Legal experts say that the Prevention of Corruption Act 1960 (PCA), Singapore’s primary anti-corruption law, is outdated and neither deters malpractice nor adequately punishes the corporate sector.
Keppel Corp, whose largest shareholder is state sovereign wealth fund Temasek Holdings, has agreed to a US $422 million charge, in a multilateral deal, to resolve investigations by American, Brazilian and Singapore authorities into alleged bribes of Brazilian officials.
Its subsidiary, Keppel O&M – the largest builder of oil rigs in the world – paid US$55 million in bribes between 2001 and 2014 to win 13 contracts with Petrobras and Sete Brasil, according to court documents the US Justice Department released.
The company denied authorizing bribes paid by its Brazilian agent, Zwi Skornick. However, it eventually acknowledged that the corrupt payments were “made with knowledge or approval” of former executives.

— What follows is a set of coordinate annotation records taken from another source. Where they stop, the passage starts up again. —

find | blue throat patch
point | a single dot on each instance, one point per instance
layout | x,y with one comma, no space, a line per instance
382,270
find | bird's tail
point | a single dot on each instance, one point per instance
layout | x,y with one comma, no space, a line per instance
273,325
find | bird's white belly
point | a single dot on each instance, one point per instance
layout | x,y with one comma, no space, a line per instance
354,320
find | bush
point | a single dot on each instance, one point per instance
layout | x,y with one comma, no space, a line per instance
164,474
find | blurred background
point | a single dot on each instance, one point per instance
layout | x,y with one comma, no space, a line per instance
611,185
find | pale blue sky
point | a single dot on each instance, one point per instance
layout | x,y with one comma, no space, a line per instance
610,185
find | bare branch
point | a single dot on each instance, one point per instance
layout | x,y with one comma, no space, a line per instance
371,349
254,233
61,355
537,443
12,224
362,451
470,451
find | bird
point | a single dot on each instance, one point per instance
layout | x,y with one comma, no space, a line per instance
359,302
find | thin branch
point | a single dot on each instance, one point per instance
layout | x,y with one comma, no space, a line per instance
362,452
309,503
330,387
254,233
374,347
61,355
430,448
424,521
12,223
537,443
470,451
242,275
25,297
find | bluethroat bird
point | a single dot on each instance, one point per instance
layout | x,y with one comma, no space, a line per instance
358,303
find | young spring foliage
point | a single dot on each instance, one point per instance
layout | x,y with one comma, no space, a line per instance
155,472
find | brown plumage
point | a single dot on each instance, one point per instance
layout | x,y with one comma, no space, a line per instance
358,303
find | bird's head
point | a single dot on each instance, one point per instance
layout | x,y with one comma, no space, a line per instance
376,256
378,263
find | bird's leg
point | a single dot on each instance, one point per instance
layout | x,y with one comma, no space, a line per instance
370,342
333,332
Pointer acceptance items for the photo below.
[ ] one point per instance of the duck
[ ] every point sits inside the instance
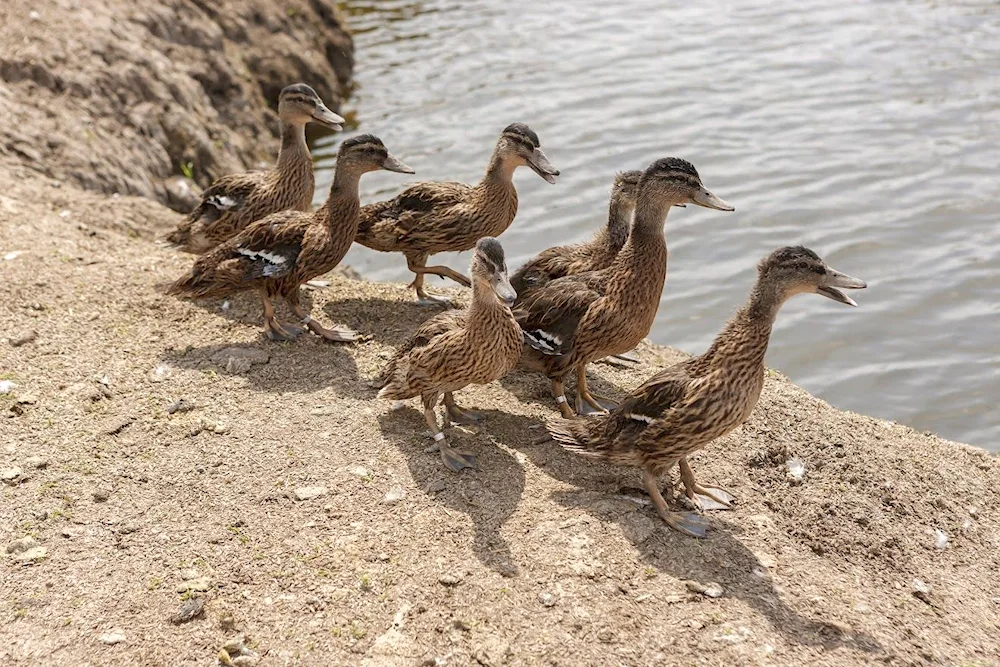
(457, 348)
(431, 217)
(280, 252)
(593, 255)
(576, 319)
(234, 201)
(686, 406)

The disclosure of the case, coupled with a similar scandal over US $19 million in bribes paid to state-linked shipbuilder Singapore Technologies Marine, has dented Singapore’s enviable reputation on corruption.
It is ranked seventh-least corrupt nation in the world by the Global Anti-Corruption Coalition, Transparency International.
“The Singapore government regularly reviews the provisions in the PCA with a view toward improving the anti-corruption regime in Singapore,” anti-corruption officials said in a statement to Reuters on Monday. “The PCA is currently going through a review.”
Legal experts have suggested raising the maximum financial penalty, now set at US $75,800 per offense, that can be levied under the PCA.
“In today’s context, a penalty of S$100K per charge is on the low side. It may not have been so in 1989 when the penalty was set,” said Eugene Tan, an associate professor of law at the Singapore Management University, in comments reported by Reuters.
Had Keppel been subject to Singaporean law – as opposed to its liabilities under the multilateral resolution agreed – the fine it received would have been significantly less than the US $55 million punishment, nearly eight times the value of the alleged bribes, according to Indranee Rajah, the law and finance minister.
Pritam Singh of the Workers’ Party, Singapore’s only opposition party in parliament, told Reuters: “Tougher penalties will have a deterrent effect.”
“Given the scale and the length of illicit dealings, it raises legitimate questions of corporate governance, board leadership and stewardship,” Tan said, according to the South China Morning Post.